Возле дома стоит колонка. Чтобы получить правильную тень в следующем кадре, ассистент выливает грязную воду на траву - она должна быть черной, иначе не будет выглядеть мокрой. Тарковский ему помогает. \ Тарковский всегда помогает.
Вторник, 7 мая. Мы прибываем на место к 4 утра. Сумрачно, умеренный ветер. Во время длинного путешествия все клевали носами (за исключением, как мы надеется, водителя), но сразу проснулись, въехав в здоровую яму.
Тарковский доволен - освещение как раз то, что ему нужно. Он торопится ставить сцену.
Как братья-близнецы, они с Нюквистом понимают друг друга с полуслова. Времени никто не ощущает, только холод. Но сильнее всего наше дружеское чувство к Тарковскому, которого мы теперь хорошо знаем, хотя и не можем объясняться напрямую.
Четверг, 4 июля. Сегодня снимается спланированная по минутам центральная сцена фильма. Семь человек готовы запалить дом. <...> Тарковский проводит последнюю репетицию с актерами, одетыми в резиновые сапоги и плащи.

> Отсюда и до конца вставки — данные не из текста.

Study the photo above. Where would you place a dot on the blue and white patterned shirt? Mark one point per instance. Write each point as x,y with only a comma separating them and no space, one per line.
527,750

За ночь большая часть дома была снесена, так что огонь пойдет великолепно - у него ведь тоже свое расписание.
Дом был построен за месяц. Кажется, все спланировано до мелочей.
После репетиций сцена продолжается 5 минут 19 секунд. Работать будут три камеры: одна подвижная (Свена), одна закрепленная на подставке без панорамирования и одна резервная, с собственным типом движения.
Момент наступил.
"Зажигай!"
Начальник спецэффектов нажимает кнопку на пульте, похожем на клавиатуру поп-музыканта, и первые языки пламени вырываются из дома. <...>
Неожиданная тревога. Нюквист в отчаянии кричит ассистенту: "Ради всего святого, запасную камеру!" Ассистент бежит со своей камерой, быстро производится замена.
Случилось то, что никогда не должно было случиться... камера потеряла скорость. Тарковский приготовил всю сцену на одном длинном проезде, столько дней репетировал...
Трудно сказать, что происходило потом. Чудовищное замешательство наряду с невероятным самоконтролем актеров, импровизирующих под указания Тарковского, поскольку огонь уже остановить нельзя... Провода в системе спецэффектов расплавились от жара... "Скорая помощь" отъехала, как было ранее срепетировано, водитель не мог ничего слышать и не знал, что случилось. Крики, вопли, плач, самый немыслимый хаос в течение нескольких минут. Но эпизод был снят. Свен опять и опять тряс головой. Тарковский все кашлял и кашлял. Мы были безутешны, подавленны. Наши чувства невозможно описать, они были слишком сильны. Представьте себе состояние большой группы всегда оптимистично настроенных людей, долго и самоотверженно работавших над сценой, которая могла бы принести триумф, а обернулась провалом.